The change in guidance comes amid huge and ongoing pressure on the US aviation sector to find efficiencies and reduce delays after a number of years of glitches, safety concerns, and mass disruption due to extreme weather events. Federal budget plans just approved have allocated billions of dollars for a long-campaigned for upgrade to air traffic control technology.
Against that backdrop, the TSA’s loosening of footwear checks means that more people will be able to experience a more seamless journey – something until now reserved for TSA PreCheck-approved passengers, a status that costs an annual $85 in the United States.
This winter, we’ll keep our shoes on and our belts buckled because we’re enrolled in #TSAPreCheck. Here’s a cool tip: For 5 years of seamless #WinterTravel, don’t forget to enroll in or renew TSA PreCheck before your next vacation.
— TSA (@TSA) January 6, 2025
Head on over to: https://t.co/OAHTJirnlE pic.twitter.com/lgtWRF5ExO
Why were shoes such a problem?
The shoe removal process was instituted six years after 9/11 and five years after the 2002 incarceration of the infamous shoe bomber Richard Reid. On an American Airlines flight from Paris to Miami, the explosives the British man had hidden in his shoes failed to detonate. After the smell of the matches he was using filled the cabin, he was restrained by fellow passengers and the flight crew until the plane emergency landed in Boston
It is an incident that has since been cursed by thousands of flyers for the impact it had on safety procedures when boarding flights.
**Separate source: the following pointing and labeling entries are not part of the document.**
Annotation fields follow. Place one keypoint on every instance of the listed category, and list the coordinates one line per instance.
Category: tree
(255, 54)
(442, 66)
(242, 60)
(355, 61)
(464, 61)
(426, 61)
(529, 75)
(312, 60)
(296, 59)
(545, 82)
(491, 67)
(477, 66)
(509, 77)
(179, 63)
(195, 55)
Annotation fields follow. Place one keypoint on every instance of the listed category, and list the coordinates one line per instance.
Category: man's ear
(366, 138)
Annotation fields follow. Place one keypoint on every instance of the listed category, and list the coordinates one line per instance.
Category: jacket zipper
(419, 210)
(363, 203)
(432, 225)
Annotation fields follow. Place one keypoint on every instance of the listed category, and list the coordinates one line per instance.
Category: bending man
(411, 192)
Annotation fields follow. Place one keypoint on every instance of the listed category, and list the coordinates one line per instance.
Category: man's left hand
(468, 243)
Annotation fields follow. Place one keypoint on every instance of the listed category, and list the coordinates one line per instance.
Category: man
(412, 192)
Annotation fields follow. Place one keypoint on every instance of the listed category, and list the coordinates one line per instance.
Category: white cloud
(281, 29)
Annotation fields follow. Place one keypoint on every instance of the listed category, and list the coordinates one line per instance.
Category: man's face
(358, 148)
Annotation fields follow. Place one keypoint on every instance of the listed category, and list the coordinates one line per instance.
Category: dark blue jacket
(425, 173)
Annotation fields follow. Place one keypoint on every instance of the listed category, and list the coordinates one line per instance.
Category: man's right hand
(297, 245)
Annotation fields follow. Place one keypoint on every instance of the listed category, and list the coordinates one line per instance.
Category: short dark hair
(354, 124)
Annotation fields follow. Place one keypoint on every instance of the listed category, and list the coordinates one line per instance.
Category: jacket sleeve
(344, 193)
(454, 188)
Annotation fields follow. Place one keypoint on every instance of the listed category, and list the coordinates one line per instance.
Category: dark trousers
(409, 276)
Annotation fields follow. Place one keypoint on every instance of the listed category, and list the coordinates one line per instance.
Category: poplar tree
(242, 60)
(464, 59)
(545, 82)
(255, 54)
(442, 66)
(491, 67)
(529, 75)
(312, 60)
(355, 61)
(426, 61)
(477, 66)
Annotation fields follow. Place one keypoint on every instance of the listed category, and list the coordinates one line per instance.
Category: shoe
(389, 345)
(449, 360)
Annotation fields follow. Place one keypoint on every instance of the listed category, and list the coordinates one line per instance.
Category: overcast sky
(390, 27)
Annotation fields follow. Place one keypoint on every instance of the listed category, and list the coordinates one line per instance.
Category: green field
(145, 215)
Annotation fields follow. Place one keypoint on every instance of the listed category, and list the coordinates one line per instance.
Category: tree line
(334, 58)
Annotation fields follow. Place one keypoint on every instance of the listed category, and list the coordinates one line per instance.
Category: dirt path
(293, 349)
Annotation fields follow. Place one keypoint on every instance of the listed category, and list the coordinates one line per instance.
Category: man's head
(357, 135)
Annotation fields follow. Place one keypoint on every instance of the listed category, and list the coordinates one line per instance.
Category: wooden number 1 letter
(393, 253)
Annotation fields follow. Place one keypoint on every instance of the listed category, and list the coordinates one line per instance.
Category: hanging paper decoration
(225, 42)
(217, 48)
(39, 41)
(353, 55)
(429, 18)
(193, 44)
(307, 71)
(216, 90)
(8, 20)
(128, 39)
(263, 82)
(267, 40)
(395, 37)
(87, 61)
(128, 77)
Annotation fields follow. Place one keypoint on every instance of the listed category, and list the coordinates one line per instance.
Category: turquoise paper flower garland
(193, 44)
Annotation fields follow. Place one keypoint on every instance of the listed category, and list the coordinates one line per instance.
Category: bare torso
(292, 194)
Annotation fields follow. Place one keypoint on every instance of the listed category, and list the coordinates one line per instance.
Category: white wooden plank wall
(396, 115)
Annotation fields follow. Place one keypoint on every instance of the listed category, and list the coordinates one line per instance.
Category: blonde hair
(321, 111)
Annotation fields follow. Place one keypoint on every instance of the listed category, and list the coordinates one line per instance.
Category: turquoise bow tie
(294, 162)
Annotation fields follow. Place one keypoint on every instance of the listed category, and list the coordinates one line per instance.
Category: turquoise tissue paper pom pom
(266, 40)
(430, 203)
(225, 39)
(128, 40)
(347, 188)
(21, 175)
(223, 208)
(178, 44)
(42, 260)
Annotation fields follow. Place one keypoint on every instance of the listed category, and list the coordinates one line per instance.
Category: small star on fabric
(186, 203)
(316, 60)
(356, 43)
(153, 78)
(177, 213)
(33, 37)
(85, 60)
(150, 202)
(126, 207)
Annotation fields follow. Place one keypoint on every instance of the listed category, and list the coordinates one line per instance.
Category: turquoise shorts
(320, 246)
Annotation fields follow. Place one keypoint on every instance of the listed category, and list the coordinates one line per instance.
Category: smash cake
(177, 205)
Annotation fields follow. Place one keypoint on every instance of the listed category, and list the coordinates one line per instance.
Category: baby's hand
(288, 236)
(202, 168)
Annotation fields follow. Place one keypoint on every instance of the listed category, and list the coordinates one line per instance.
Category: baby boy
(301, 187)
Taking off shoes slows everyone down, especially if the footwear is laced or buckled rather than slip-on (and off). Many find baring their feet or socks an embarrassing thing to do. Those with physical differences and neurodivergences can also find it very problematic.
PSA for TSA: you don’t have to take your shoes off at the airport anymore as of today. Wish I would have read the news before I did my usual socks and slides combo like an 80-year-old man. pic.twitter.com/uulFedTBuf
— Lynden Blake (@LyndenBlake) July 8, 2025
The rules have already been relaxed slightly, in 2011, when the TSA decided that children under 12 and older people over the age of 75 pose little risk and therefore could be exempted from shoe removal. Now the latest guidance eases access to flying a little for everyone.